Changes occurring in the brains of young teenagers are not all geared to creating 'Kevin' clones, say scientists.
Some actively drive adolescents towards being responsible and well-behaved.
Kevin, the straggly-haired creation of comedian Harry Enfield, has come to epitomise the angst-ridden and rebellious adolescent who drives his parents to distraction.
Scientists have learned that rewiring in the brains of 13 and 14-year-old teenagers can play havoc with their emotions and social skills.
Youngsters around the time of puberty are notoriously angry, argumentative and sullen -- and more likely to be influenced by their friends than their parents.
But that is not the whole story, according to new brain research reported today in the journal Neuron.

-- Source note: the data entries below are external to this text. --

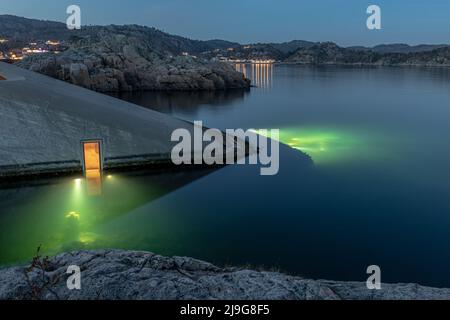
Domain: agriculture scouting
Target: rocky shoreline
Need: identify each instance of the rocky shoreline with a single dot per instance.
(128, 58)
(126, 275)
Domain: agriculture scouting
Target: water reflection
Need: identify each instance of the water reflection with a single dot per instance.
(187, 102)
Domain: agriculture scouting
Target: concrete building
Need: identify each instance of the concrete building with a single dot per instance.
(49, 126)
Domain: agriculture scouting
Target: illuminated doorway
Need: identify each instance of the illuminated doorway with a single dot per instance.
(92, 164)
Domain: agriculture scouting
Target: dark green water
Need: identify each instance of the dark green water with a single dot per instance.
(378, 192)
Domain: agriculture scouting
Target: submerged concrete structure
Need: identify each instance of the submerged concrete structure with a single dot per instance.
(44, 123)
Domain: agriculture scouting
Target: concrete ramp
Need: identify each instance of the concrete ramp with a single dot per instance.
(44, 121)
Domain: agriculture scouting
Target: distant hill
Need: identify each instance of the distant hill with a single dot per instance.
(23, 30)
(330, 53)
(26, 30)
(399, 48)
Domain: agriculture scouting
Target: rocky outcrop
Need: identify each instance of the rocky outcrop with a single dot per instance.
(128, 58)
(115, 274)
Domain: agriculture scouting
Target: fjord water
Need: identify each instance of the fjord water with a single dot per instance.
(377, 192)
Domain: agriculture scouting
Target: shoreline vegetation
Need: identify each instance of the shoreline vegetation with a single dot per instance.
(124, 275)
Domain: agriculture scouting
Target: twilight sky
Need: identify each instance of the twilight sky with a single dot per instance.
(245, 21)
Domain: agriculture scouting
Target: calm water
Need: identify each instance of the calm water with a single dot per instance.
(378, 192)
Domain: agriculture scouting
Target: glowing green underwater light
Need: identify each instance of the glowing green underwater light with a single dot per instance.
(326, 146)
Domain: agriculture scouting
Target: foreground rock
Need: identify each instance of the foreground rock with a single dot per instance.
(115, 274)
(131, 58)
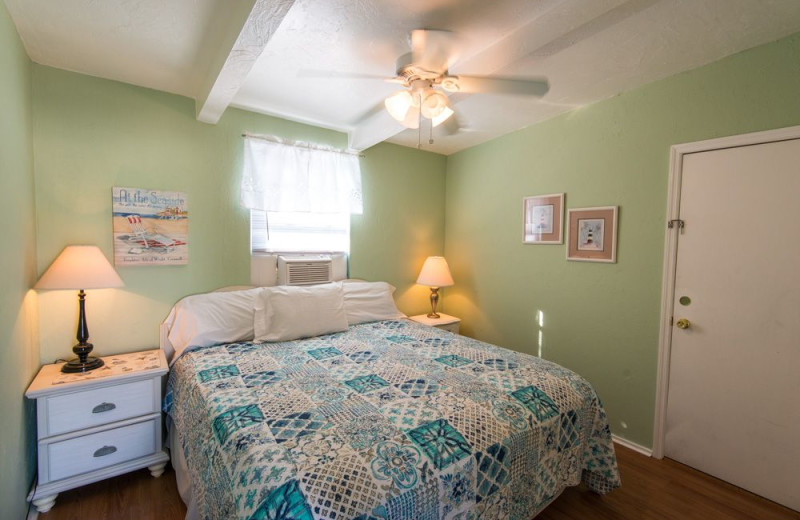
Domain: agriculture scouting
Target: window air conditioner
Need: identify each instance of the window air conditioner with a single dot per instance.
(304, 270)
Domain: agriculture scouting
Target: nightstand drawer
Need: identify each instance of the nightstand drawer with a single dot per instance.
(102, 449)
(78, 410)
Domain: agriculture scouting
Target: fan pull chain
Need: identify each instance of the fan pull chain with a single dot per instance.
(419, 123)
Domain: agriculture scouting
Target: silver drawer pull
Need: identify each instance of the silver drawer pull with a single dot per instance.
(103, 407)
(105, 450)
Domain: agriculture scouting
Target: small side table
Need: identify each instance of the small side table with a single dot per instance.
(444, 322)
(98, 424)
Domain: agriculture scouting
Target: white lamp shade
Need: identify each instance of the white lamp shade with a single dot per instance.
(80, 267)
(435, 273)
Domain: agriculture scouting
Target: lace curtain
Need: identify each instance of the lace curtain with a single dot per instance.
(284, 177)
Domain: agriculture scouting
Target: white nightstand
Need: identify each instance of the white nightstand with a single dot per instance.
(98, 424)
(444, 322)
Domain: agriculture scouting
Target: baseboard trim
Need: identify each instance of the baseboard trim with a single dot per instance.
(33, 513)
(632, 445)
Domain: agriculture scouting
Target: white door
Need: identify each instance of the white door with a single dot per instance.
(733, 406)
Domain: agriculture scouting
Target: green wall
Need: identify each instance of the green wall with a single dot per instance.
(19, 359)
(601, 320)
(91, 134)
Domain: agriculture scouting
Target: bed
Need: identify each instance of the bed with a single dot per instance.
(385, 419)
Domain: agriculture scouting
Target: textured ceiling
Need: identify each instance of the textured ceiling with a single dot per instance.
(295, 58)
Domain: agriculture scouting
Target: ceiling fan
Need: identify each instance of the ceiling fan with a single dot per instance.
(424, 72)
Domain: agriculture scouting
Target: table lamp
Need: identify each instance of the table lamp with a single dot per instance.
(80, 267)
(435, 274)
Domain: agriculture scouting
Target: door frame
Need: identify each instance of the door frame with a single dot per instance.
(671, 257)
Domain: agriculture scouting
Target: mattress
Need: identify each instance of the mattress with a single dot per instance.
(389, 420)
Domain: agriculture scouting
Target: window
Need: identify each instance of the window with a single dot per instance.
(291, 231)
(300, 196)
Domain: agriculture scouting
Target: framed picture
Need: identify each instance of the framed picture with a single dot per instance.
(592, 234)
(543, 219)
(151, 227)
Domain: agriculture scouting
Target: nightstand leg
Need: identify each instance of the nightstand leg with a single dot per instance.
(44, 504)
(157, 469)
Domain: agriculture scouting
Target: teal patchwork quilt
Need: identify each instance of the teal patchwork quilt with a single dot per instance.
(390, 420)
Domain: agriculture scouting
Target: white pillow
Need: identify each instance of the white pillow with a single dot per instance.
(369, 301)
(286, 312)
(202, 320)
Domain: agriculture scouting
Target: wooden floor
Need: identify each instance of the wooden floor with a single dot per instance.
(651, 489)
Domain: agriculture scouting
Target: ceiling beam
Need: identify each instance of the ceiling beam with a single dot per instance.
(252, 25)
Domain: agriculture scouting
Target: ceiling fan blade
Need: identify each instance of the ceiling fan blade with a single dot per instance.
(451, 126)
(328, 74)
(434, 51)
(501, 85)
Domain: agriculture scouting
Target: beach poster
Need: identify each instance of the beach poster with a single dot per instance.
(151, 227)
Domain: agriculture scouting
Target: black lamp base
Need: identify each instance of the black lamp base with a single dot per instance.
(76, 365)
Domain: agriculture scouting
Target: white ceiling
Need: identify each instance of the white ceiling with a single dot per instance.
(272, 56)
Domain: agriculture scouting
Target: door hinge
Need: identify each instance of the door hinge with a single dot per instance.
(675, 222)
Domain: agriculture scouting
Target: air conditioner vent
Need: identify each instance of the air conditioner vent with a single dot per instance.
(308, 272)
(304, 271)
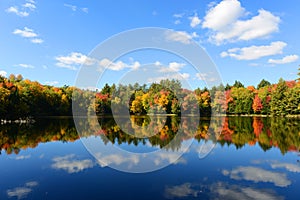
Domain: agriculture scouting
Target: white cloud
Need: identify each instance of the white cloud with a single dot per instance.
(31, 184)
(25, 9)
(51, 82)
(86, 10)
(14, 9)
(3, 73)
(23, 157)
(255, 52)
(176, 76)
(222, 15)
(117, 159)
(117, 66)
(172, 67)
(195, 21)
(21, 192)
(72, 59)
(284, 60)
(157, 63)
(37, 41)
(176, 22)
(180, 36)
(180, 191)
(26, 32)
(25, 65)
(225, 191)
(178, 15)
(258, 175)
(75, 8)
(205, 77)
(72, 7)
(30, 6)
(223, 20)
(70, 164)
(219, 190)
(288, 166)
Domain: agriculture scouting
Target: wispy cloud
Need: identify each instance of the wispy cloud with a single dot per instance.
(22, 192)
(70, 164)
(257, 174)
(284, 60)
(219, 190)
(255, 52)
(224, 21)
(288, 166)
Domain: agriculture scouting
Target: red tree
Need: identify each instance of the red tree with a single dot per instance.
(257, 104)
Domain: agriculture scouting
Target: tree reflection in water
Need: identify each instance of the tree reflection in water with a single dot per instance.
(282, 133)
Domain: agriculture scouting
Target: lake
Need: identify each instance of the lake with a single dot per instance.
(229, 158)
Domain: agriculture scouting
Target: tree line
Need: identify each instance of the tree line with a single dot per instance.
(22, 98)
(267, 133)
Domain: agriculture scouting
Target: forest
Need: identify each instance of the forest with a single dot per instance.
(21, 98)
(281, 133)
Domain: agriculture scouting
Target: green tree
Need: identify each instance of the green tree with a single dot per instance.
(278, 100)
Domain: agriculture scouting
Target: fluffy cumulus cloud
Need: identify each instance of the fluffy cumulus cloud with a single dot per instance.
(180, 36)
(25, 66)
(70, 164)
(224, 21)
(73, 60)
(15, 10)
(284, 60)
(195, 21)
(75, 8)
(28, 33)
(23, 10)
(255, 52)
(51, 83)
(176, 76)
(205, 77)
(118, 65)
(172, 67)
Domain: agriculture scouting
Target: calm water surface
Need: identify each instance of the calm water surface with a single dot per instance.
(254, 158)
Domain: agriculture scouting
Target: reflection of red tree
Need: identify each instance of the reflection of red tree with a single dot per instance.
(257, 104)
(257, 126)
(226, 131)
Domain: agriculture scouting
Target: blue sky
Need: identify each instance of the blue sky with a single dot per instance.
(248, 40)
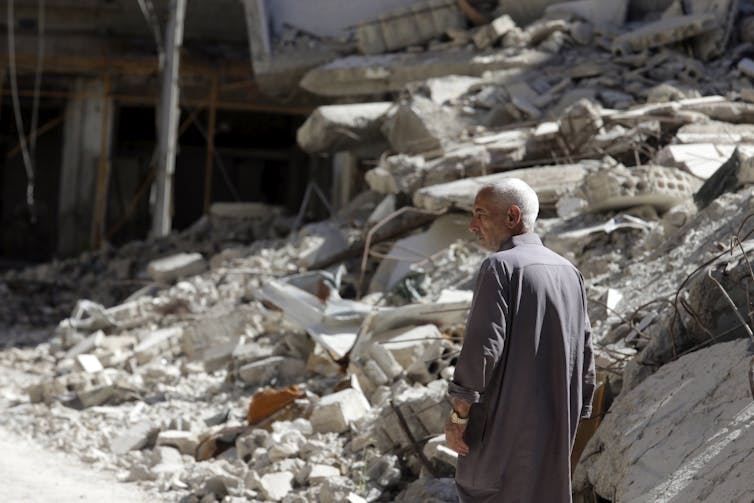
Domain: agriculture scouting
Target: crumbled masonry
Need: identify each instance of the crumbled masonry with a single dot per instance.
(249, 359)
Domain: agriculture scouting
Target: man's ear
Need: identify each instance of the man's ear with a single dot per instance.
(513, 217)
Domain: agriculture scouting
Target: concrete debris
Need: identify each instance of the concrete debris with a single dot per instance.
(620, 187)
(488, 34)
(697, 393)
(168, 269)
(337, 128)
(248, 367)
(412, 25)
(663, 32)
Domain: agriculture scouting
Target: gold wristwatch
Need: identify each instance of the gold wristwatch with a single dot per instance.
(456, 419)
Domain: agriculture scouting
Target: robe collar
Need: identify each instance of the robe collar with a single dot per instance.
(528, 238)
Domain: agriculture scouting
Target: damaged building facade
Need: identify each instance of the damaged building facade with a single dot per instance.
(314, 321)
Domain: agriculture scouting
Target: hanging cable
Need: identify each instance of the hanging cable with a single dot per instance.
(147, 8)
(17, 113)
(37, 82)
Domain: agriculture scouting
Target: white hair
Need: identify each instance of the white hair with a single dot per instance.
(515, 191)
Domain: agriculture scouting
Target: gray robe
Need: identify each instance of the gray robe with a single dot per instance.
(528, 369)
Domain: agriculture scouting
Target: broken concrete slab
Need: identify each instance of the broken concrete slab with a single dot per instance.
(735, 172)
(180, 265)
(335, 412)
(371, 75)
(419, 125)
(712, 44)
(550, 182)
(334, 325)
(707, 455)
(336, 128)
(700, 159)
(663, 32)
(185, 441)
(138, 436)
(411, 25)
(406, 174)
(619, 187)
(488, 34)
(417, 248)
(282, 369)
(595, 12)
(158, 342)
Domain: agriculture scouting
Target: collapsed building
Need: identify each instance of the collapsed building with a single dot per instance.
(266, 355)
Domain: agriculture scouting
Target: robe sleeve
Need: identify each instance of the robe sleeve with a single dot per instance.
(588, 372)
(485, 335)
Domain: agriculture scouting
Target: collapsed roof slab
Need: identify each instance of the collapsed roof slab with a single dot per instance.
(618, 187)
(549, 182)
(369, 75)
(336, 128)
(664, 32)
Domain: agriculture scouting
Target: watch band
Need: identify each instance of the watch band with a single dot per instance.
(456, 419)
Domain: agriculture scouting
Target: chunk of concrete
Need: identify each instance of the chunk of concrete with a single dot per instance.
(372, 75)
(158, 342)
(180, 265)
(619, 187)
(185, 441)
(411, 250)
(278, 368)
(420, 125)
(549, 182)
(707, 454)
(89, 363)
(336, 128)
(663, 32)
(490, 33)
(713, 43)
(276, 485)
(137, 437)
(425, 409)
(335, 412)
(737, 171)
(318, 473)
(411, 25)
(595, 12)
(700, 159)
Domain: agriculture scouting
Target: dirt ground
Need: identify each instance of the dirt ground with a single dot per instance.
(31, 474)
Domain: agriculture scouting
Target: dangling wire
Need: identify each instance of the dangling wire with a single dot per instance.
(37, 82)
(17, 113)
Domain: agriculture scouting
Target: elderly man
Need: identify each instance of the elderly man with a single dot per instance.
(525, 374)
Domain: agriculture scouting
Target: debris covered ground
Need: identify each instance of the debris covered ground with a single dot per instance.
(250, 359)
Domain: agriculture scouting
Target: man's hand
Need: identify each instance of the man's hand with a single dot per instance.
(454, 437)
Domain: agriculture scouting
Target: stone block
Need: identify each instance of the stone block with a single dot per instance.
(166, 460)
(707, 453)
(337, 128)
(409, 26)
(425, 409)
(278, 368)
(185, 441)
(276, 485)
(181, 265)
(157, 343)
(490, 33)
(335, 412)
(87, 345)
(138, 436)
(88, 363)
(318, 473)
(663, 32)
(618, 187)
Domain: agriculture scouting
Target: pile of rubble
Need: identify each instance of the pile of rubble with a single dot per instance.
(315, 368)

A study found that just when children are most tempted to misbehave, certain parts of their brains are developing in ways designed to keep them out of trouble.
Researchers carried out functional magnetic resonance imaging (fMRI) brain scans on 24 teenagers when they were 10-years-old and again at the age of 13.
On each occasion, they were shown photos of neutral, angry, fearful, happy and sad faces.
US study leader Professor Jennifer Pfeifer, from the University of Oregon, said: "This is a complex point, because people tend to think of adolescence as the time when teenagers are really susceptible to peer pressure.
"That is the case, but in addition to that added susceptibility they are also improving their ability to resist it. It's just that peer pressure is increasing because they spend a lot more time with peers during this time and less time with family. So it is a good thing that resistance to such influences is actually strengthening in their brains."